Online retailer Virgin Wines has signalled an increase in active customers and a stronger customer acquisition rate than expected, despite an overall decrease in group revenue.
As part of its full-year results to July 1, 2022, Virgin said overall group revenue declined to £69.2 million compared to £73.6 million in FY21. However, revenue remained 63% above 2019 levels, with profit before tax (£5.1 million) also seeing a rise compared to 2021 (£1.7 million).
As the retailer seeks to maintain customer loyalty, the results showed that 105k new customers were acquired in FY22, 5% ahead of expectations. Its active customer base grew to 186k, compared to 182k in FY21, with its Wine Bank membership up 8% and total revenue from Wine Bank customers up 21%. It reported a 53% conversion rate of new customers onto subscription schemes.
Elsewhere, adjusted earnings before interest, taxes, depreciation, and amortisation (EBITDA) declined by £0.8 m from FY21 to FY22, but remained 136% higher compared to FY19.
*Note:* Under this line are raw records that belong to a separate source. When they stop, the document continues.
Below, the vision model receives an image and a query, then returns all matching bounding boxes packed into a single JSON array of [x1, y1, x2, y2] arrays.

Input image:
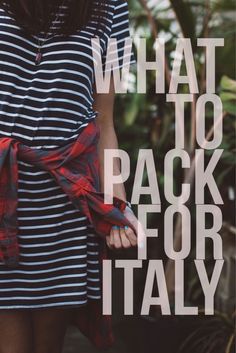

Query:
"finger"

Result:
[[110, 226, 119, 247], [125, 227, 137, 246], [120, 228, 131, 249], [106, 235, 112, 249]]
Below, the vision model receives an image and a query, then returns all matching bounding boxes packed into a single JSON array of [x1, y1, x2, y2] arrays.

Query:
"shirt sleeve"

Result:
[[102, 0, 136, 71]]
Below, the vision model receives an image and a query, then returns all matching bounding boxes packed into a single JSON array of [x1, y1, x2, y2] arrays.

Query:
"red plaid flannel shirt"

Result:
[[0, 121, 135, 348]]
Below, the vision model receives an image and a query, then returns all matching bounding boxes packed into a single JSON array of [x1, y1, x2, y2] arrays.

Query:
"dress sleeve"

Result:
[[102, 0, 136, 71]]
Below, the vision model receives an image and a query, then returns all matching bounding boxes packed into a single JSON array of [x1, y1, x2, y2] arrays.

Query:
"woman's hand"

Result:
[[106, 207, 144, 249]]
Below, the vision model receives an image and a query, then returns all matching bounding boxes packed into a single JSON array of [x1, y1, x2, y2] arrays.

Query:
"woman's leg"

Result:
[[0, 309, 33, 353], [32, 308, 72, 353]]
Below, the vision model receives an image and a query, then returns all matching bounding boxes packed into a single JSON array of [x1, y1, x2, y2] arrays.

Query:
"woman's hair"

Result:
[[0, 0, 106, 34]]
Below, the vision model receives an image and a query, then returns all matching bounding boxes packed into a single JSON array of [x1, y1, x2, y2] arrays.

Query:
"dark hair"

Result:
[[0, 0, 106, 34]]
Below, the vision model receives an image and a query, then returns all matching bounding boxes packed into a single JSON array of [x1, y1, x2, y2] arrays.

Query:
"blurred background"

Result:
[[63, 0, 236, 353]]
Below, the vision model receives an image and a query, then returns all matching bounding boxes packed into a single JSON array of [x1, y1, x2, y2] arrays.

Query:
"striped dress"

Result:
[[0, 0, 133, 309]]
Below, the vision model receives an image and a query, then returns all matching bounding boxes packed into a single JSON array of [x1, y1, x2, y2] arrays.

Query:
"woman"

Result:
[[0, 0, 137, 353]]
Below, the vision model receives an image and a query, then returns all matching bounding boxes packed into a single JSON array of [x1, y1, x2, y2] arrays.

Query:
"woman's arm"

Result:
[[94, 79, 138, 248], [94, 80, 126, 201]]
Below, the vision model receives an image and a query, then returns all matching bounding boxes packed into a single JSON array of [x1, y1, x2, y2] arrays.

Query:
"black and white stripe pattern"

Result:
[[0, 0, 135, 309]]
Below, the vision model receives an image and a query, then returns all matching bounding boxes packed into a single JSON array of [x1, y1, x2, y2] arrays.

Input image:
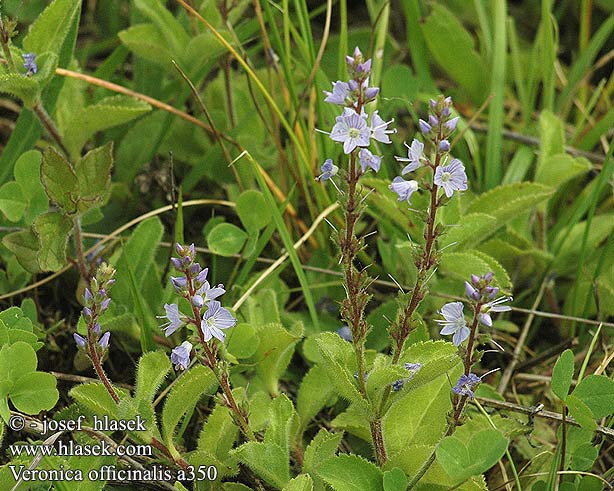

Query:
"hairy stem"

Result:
[[32, 101, 70, 157]]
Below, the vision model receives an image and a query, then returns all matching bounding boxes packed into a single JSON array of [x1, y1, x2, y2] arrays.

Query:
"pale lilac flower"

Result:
[[394, 138, 424, 175], [358, 148, 382, 172], [196, 281, 226, 307], [316, 159, 339, 181], [330, 111, 370, 154], [157, 303, 187, 337], [388, 176, 418, 205], [435, 302, 469, 346], [403, 363, 422, 374], [73, 332, 87, 348], [324, 80, 350, 106], [444, 116, 459, 132], [336, 326, 352, 342], [434, 159, 467, 198], [368, 111, 397, 143], [21, 53, 38, 75], [465, 281, 481, 301], [171, 341, 192, 370], [200, 300, 237, 341], [418, 119, 433, 135], [452, 373, 482, 399], [98, 331, 111, 349], [480, 297, 513, 327]]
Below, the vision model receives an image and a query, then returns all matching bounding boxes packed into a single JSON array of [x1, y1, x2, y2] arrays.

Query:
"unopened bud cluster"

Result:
[[73, 263, 115, 356]]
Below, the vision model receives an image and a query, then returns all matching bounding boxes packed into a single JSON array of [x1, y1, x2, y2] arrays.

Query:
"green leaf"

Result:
[[226, 322, 260, 359], [232, 442, 290, 488], [316, 332, 370, 413], [420, 4, 490, 103], [134, 351, 171, 402], [41, 147, 79, 214], [318, 454, 384, 491], [296, 365, 334, 427], [0, 341, 38, 383], [466, 182, 554, 232], [441, 251, 512, 290], [437, 429, 508, 484], [198, 405, 239, 467], [254, 322, 301, 396], [10, 372, 60, 414], [23, 0, 81, 54], [2, 229, 41, 274], [384, 467, 408, 491], [0, 73, 40, 108], [566, 391, 597, 431], [69, 382, 123, 419], [75, 142, 113, 213], [32, 211, 73, 271], [573, 375, 614, 418], [162, 365, 215, 445], [237, 189, 273, 232], [303, 428, 343, 475], [282, 474, 313, 491], [207, 223, 247, 257], [0, 181, 28, 222], [63, 95, 151, 157], [550, 349, 574, 401]]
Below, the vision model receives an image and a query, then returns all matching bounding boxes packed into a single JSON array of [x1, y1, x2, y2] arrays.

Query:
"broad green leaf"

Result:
[[384, 467, 408, 491], [282, 474, 313, 491], [69, 382, 123, 419], [226, 322, 260, 359], [316, 332, 370, 412], [63, 95, 151, 157], [565, 391, 597, 431], [420, 4, 490, 103], [10, 372, 60, 414], [41, 147, 79, 214], [198, 405, 239, 467], [573, 375, 614, 418], [75, 142, 113, 213], [254, 322, 300, 396], [550, 349, 574, 401], [264, 394, 294, 459], [0, 73, 40, 108], [32, 211, 73, 271], [23, 0, 81, 54], [437, 429, 508, 484], [237, 189, 273, 232], [382, 365, 460, 456], [0, 181, 28, 222], [441, 250, 512, 290], [134, 351, 171, 402], [207, 223, 247, 257], [303, 428, 343, 475], [0, 341, 38, 383], [318, 454, 384, 491], [296, 365, 334, 427], [466, 182, 554, 226], [232, 442, 290, 488], [162, 365, 215, 445], [118, 24, 173, 68]]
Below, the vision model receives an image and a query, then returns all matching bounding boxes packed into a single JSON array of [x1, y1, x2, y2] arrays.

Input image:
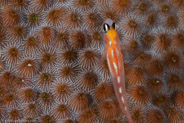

Jay Wright, Virgin Wines chief executive, said the retailer remains “confident” despite the reported drop in revenue, adding: “Our business model and disciplined approach to new customer acquisitions has enabled us to retain much of the substantial growth achieved during the Covid-19 lockdowns, with almost one million cases sold in FY22.”
Wright also suggested that the cost-of-living crisis will benefit the off-trade: “We believe that our wines represent an affordable treat compared to the cost of alternative options such as going to pubs and restaurants, and therefore we may see more people opting to socialise and drink wine at home in the coming months.”